J’ai depuis longtemps une affection certaine pour les vins du Château Doisy-Daëne, un domaine des Graves connu pour son sauternes (il est souvent considéré comme le meilleur des deuxièmes crus de l’appellation). J’ai dégusté le liquoreux (un « grand vin de Barsac », même s’il est sauternes, c’est comme ça) une fois, et j’en garde un souvenir exceptionnel, par la finesse et la complexité aromatique du vin. Le prix étant loin d’être stratosphérique, il constitue une excellente option pour ceux qui veulent apprécier toute la finesse du sauternes, sans avoir les moyens de s’offrir Yquem – ou encore L’Extravagant de Doisy-Daëne, une sélection spéciale du liquoreux qui compétitionne avec Yquem, côté prix.
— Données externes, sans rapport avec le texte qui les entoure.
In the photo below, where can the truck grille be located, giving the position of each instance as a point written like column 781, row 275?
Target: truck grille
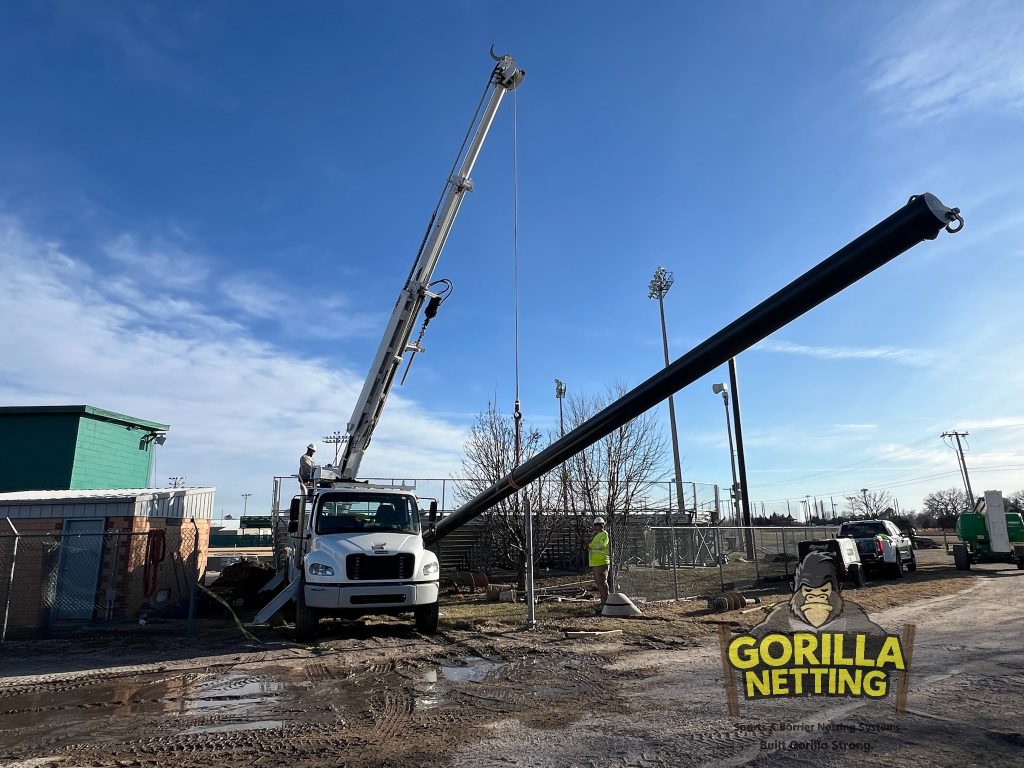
column 377, row 599
column 379, row 567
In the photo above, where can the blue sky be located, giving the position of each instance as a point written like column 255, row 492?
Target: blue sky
column 207, row 210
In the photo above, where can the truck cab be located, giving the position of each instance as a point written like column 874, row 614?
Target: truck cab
column 361, row 552
column 881, row 545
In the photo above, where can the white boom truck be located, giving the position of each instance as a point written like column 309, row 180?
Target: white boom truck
column 355, row 549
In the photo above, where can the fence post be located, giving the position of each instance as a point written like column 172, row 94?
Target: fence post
column 719, row 557
column 190, row 625
column 785, row 554
column 10, row 581
column 752, row 537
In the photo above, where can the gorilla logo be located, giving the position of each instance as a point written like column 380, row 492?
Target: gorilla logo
column 816, row 598
column 816, row 603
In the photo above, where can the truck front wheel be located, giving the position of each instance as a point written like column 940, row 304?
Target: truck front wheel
column 306, row 619
column 426, row 619
column 962, row 558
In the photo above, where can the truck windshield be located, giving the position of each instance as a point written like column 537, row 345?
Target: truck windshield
column 861, row 529
column 357, row 512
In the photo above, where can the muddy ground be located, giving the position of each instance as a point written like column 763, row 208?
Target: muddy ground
column 485, row 691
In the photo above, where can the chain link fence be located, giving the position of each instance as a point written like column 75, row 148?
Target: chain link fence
column 659, row 562
column 54, row 582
Doisy-Daëne produit aussi un vin sec, tout simplement classé Bordeaux Blanc, dont j’ai apprécié plusieurs millésimes, au fil des ans. Le 1996, en particulier, m’avait superbement réconforté à la fin d’une journée particulièrement fatigante et difficile, il y a six ans. J’avais tellement apprécié le fruit élégant, le parfum accompli et ouvert, les belles notes minérales, le doré de la robe, que je m’étais surpris à finir la bouteille au fil d’un souper seul chez Laloux, à Montréal. Ce n’est vraiment pas dans mes habitudes, et c’était la preuve de l’équilibre exceptionnel du vin et du plaisir qu’il offrait. J’en ai bu une autre bouteille, sortie de la cave deux ans plus tard, et le bonheur était tout aussi grand.
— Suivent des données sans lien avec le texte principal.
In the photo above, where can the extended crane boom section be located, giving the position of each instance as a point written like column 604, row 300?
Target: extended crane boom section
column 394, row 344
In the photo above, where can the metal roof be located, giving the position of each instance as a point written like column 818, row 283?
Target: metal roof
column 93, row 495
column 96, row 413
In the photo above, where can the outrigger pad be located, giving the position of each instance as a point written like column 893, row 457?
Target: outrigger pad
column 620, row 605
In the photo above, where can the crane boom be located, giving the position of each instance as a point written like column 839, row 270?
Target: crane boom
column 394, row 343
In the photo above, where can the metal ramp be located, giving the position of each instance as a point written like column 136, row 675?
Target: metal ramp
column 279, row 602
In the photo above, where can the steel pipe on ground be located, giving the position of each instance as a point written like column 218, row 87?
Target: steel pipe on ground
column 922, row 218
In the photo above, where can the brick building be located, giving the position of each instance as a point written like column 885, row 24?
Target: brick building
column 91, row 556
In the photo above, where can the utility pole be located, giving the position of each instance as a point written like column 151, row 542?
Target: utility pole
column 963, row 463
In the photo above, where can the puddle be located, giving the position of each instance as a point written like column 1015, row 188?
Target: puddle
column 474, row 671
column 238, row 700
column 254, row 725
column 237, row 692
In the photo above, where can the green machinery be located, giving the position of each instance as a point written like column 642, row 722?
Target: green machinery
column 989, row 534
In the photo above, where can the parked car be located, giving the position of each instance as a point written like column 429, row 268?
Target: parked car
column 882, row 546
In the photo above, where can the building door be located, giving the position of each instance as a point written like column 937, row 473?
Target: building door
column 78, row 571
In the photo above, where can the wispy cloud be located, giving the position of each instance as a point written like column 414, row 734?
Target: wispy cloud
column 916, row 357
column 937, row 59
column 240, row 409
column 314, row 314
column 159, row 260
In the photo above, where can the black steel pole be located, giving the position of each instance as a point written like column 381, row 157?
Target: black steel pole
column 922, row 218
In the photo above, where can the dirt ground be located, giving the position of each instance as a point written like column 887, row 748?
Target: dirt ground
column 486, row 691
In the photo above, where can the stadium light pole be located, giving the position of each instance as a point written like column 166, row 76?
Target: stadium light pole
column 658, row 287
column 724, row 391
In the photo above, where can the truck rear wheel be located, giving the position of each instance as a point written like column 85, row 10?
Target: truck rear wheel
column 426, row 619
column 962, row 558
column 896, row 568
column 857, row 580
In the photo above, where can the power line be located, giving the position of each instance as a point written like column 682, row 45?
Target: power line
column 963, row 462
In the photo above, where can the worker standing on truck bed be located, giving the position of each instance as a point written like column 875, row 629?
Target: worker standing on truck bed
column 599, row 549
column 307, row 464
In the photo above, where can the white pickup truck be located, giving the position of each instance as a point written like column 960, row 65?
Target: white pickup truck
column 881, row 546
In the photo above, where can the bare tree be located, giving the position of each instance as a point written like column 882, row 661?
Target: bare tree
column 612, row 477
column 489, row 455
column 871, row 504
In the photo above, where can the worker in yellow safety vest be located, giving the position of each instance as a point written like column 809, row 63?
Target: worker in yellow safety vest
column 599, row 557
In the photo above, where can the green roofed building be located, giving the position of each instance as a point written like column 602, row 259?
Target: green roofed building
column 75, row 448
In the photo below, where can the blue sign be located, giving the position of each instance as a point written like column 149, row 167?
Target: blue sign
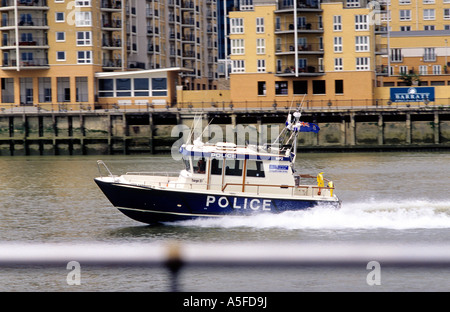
column 412, row 94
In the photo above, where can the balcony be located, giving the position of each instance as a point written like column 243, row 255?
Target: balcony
column 112, row 25
column 287, row 69
column 302, row 5
column 111, row 6
column 289, row 27
column 112, row 64
column 307, row 48
column 24, row 43
column 35, row 63
column 26, row 22
column 111, row 43
column 21, row 4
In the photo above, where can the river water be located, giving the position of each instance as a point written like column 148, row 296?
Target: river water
column 396, row 199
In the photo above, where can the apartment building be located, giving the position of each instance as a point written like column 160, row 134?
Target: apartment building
column 85, row 53
column 335, row 52
column 320, row 52
column 418, row 41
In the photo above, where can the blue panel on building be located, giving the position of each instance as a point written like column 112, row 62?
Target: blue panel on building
column 412, row 94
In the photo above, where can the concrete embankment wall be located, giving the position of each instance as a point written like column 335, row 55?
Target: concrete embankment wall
column 107, row 132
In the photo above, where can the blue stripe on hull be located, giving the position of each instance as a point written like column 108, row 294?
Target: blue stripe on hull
column 150, row 205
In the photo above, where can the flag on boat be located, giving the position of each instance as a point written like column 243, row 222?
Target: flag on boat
column 308, row 127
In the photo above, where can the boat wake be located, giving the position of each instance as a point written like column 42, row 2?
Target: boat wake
column 399, row 215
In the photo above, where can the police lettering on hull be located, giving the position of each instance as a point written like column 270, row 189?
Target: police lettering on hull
column 225, row 202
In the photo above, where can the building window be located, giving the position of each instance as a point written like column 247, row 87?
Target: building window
column 261, row 88
column 423, row 70
column 352, row 4
column 237, row 46
column 261, row 66
column 260, row 46
column 405, row 15
column 246, row 5
column 361, row 22
column 362, row 43
column 281, row 88
column 106, row 87
column 337, row 44
column 84, row 57
column 319, row 87
column 277, row 23
column 337, row 22
column 238, row 66
column 446, row 13
column 45, row 89
column 60, row 36
column 141, row 86
column 362, row 63
column 338, row 64
column 123, row 87
column 437, row 70
column 429, row 55
column 59, row 17
column 159, row 86
column 83, row 3
column 429, row 14
column 61, row 55
column 260, row 25
column 82, row 92
column 63, row 89
column 83, row 19
column 237, row 26
column 84, row 38
column 396, row 55
column 339, row 86
column 300, row 86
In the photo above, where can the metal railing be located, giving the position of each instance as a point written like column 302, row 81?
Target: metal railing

C’est donc avec des attentes élevées que j’ai débouché une bouteille du millésime 2004, qui affiche une étiquette renouvelée mettant fortement en valeur les initiales « DD » stylisées du château et, coïncidence, de l’actuel maître des lieux, Denis Debourdieu.
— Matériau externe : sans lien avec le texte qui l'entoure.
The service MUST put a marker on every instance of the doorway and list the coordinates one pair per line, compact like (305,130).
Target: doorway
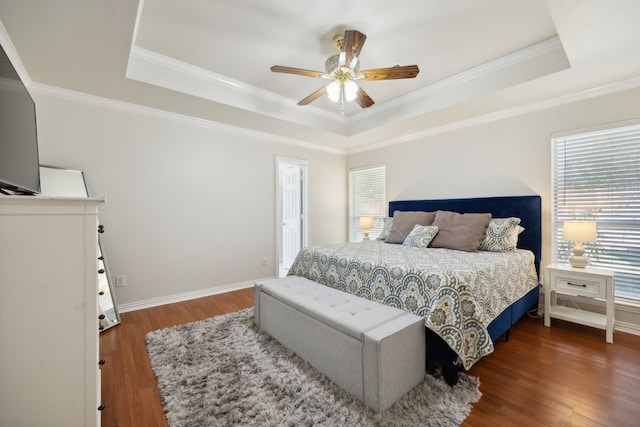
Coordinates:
(291,218)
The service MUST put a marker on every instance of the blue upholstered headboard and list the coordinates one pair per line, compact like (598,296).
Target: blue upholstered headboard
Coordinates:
(527,208)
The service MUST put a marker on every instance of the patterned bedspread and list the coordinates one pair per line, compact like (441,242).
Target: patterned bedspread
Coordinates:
(458,293)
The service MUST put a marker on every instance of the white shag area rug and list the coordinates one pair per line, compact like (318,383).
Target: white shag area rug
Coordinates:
(224,371)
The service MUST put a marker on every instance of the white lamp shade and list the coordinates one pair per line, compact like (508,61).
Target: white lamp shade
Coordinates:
(366,222)
(579,231)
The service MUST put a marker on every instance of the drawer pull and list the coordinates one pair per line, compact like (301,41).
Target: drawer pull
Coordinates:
(582,285)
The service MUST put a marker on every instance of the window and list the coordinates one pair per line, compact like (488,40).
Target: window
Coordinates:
(366,198)
(596,176)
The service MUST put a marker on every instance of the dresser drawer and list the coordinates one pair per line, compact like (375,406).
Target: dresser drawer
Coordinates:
(590,286)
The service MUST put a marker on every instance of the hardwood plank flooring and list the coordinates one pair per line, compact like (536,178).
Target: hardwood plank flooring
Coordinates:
(566,375)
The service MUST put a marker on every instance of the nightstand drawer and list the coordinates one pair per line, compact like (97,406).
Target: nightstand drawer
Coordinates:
(594,287)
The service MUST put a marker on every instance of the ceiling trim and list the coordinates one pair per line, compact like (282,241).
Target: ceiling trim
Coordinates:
(534,61)
(531,62)
(160,70)
(608,89)
(12,54)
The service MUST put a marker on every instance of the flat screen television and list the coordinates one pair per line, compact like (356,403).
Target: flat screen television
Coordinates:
(19,163)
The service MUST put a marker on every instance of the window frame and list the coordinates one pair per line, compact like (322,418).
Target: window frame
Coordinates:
(377,209)
(594,187)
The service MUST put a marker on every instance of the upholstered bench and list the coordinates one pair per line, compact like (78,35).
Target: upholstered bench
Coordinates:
(373,351)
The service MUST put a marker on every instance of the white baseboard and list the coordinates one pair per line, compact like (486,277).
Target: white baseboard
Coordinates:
(170,299)
(627,316)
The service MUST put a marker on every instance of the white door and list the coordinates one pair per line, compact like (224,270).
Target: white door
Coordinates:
(291,213)
(292,216)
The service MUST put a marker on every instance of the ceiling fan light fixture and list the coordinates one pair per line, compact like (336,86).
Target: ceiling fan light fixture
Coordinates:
(344,71)
(350,90)
(333,91)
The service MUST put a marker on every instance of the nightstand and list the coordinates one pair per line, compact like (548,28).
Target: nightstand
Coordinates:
(586,282)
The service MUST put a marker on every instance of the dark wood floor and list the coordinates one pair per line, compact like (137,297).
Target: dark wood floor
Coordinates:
(561,376)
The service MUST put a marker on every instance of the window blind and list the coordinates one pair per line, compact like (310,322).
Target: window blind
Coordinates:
(596,176)
(366,198)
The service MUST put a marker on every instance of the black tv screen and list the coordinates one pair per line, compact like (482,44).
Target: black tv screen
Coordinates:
(19,163)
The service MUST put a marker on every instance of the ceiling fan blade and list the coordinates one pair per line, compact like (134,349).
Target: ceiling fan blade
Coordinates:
(363,99)
(298,71)
(315,95)
(391,73)
(351,47)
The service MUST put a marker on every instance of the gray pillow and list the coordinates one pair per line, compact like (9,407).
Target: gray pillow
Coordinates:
(462,232)
(403,223)
(420,236)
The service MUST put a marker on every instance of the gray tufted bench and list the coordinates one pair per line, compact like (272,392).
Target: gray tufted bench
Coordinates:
(373,351)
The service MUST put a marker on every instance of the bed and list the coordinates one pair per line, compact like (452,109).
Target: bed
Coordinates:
(468,299)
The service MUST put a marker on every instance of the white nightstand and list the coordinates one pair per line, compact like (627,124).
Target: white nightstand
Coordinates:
(587,282)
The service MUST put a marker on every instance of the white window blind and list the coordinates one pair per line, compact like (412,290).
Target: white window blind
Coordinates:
(596,176)
(366,198)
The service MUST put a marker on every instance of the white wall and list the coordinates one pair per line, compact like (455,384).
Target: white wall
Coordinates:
(189,207)
(506,157)
(501,158)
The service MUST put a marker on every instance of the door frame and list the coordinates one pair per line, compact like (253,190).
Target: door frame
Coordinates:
(304,186)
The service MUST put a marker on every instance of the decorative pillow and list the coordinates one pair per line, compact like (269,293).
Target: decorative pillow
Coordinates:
(385,229)
(462,232)
(421,236)
(501,235)
(403,223)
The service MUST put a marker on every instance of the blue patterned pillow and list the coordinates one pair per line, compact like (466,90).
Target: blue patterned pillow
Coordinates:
(501,235)
(421,236)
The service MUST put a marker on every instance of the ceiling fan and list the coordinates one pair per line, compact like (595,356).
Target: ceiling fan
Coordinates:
(343,69)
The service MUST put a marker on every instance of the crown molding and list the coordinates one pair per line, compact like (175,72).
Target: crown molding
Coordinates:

Le vin m’a un peu dérouté, au premier abord. Très discret, avec des accents salins et un brin d’agrumes, au nez comme en bouche. Le caractère salin l’emportait même sur le reste, en bouche, ce qui n’était pas exactement une preuve d’équilibre. En s’ouvrant dans les verres, il a bien pris un peu de fruit, un petit accent de citron confit au nez, mais on ne peut pas dire qu’il satisfaisait en lui-même. Par ailleurs, il s’est révélé un très bon compagnon pour les darnes de flétan grillées à la salicorne qui constituaient le principal de notre repas, avec de délicieuses pommes de terre rates et une chiffonade de poireaux d’été exceptionnellement douce. La salicorne ayant un caractère salin, elle donnait probablement au vin l’occasion d’exprimer un peu mieux son fruit et sa vivacité.
Peut-être faut-il simplement qu’il se place. Après tout, le 1996 que j’avais tant aimé avait été bu entre cinq et sept ans d’âge, plutôt que trois. Le temps peut arrondir bien des angles. Mais je soupçonne aussi que le millésime n’offre pas autant de rondeur que certains des précédents.